Marshall Joffe Methods Award
Stephen R. Cole works to build robust, accurate, and impactful knowledge at the intersection of epidemiology and statistics. He is interested in study designs and analyses that accurately estimate parameters of central interest to population-health scientists. These study designs include randomized experiments and observational studies. In particular, he is interested in infectious diseases, primarily HIV, and birth outcomes.
Brian MacMahon Early Career Epidemiologist Award
Maya Mathur is an Assistant Professor at the Stanford University Quantitative Sciences Unit. Her statistical research develops methods for sensitivity analysis and for evidence synthesis, particularly meta-analysis. Her substantive research focuses on behavior and health and the experimental cognitive sciences.
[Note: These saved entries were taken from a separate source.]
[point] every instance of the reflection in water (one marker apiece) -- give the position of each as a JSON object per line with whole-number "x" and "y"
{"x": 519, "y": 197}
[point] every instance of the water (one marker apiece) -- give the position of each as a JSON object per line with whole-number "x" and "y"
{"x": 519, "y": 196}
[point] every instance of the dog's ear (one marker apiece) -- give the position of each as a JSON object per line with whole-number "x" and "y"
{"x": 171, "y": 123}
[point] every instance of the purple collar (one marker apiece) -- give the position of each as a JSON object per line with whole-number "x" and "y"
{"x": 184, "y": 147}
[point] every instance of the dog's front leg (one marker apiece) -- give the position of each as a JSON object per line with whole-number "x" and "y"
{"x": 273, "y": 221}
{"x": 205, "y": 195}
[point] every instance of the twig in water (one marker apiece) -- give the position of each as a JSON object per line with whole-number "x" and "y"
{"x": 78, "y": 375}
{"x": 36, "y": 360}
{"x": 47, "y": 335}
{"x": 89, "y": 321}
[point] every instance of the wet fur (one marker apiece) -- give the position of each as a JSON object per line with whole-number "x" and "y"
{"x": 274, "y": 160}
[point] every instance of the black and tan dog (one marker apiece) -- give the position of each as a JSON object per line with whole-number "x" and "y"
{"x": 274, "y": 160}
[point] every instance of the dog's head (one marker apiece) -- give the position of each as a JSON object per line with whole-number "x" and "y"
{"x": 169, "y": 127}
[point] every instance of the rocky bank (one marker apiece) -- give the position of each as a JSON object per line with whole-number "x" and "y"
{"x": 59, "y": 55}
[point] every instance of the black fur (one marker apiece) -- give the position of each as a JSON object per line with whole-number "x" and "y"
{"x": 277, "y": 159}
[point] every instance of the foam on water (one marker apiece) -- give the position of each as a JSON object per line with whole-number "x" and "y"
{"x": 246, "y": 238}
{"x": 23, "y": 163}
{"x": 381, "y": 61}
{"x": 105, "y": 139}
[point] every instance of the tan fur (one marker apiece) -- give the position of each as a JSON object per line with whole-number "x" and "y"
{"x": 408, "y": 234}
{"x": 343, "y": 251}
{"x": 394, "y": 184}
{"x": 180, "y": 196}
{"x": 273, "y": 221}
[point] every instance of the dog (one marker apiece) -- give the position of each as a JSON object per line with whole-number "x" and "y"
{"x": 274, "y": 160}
Lilienfeld Postdoctoral Prize Paper Award
Alina Schnake-Mahl, ScD, MPH, is an Assistant Research Professor in the Urban Health Collaborative and the Department of Health Policy and Management at Drexel’s Dornsife School of Public Health. She is also of the Policy Core at the Drexel School of Public Health Urban Health Collaborative. She is a social epidemiologist and health services researcher, and her primary research interest is in the social and political determinants of health inequities. Her current work aims to identify the compositional and contextual features of places — including neighborhood factors, social policies, and governance structures — that are associated with health disparities. Her policy work focuses on occupational- and housing-related social policies. Read more
Vishal Midya, Mount Sinai
Laura Schummers, University of British Columbia
Yaguang Wei, Harvard University
Tyroler Student Prize Paper Award
Julie M. Petersen received her PhD in Epidemiology from the Boston University School of Public Health in 2021 and is currently a postdoctoral associate at the University of Pittsburgh Graduate School of Public Health. Her research aims to inform clinical guidelines for pregnancy (e.g., birth spacing, diet and vitamin supplementation, weight gain) to prevent adverse pregnancy outcomes like congenital malformations, fetal growth restriction, and preterm birth. Her methodological interests include the relative benefit of novel methodologies, such as machine learning, versus conventional analytic approaches and bias analysis to account for sources of systematic error.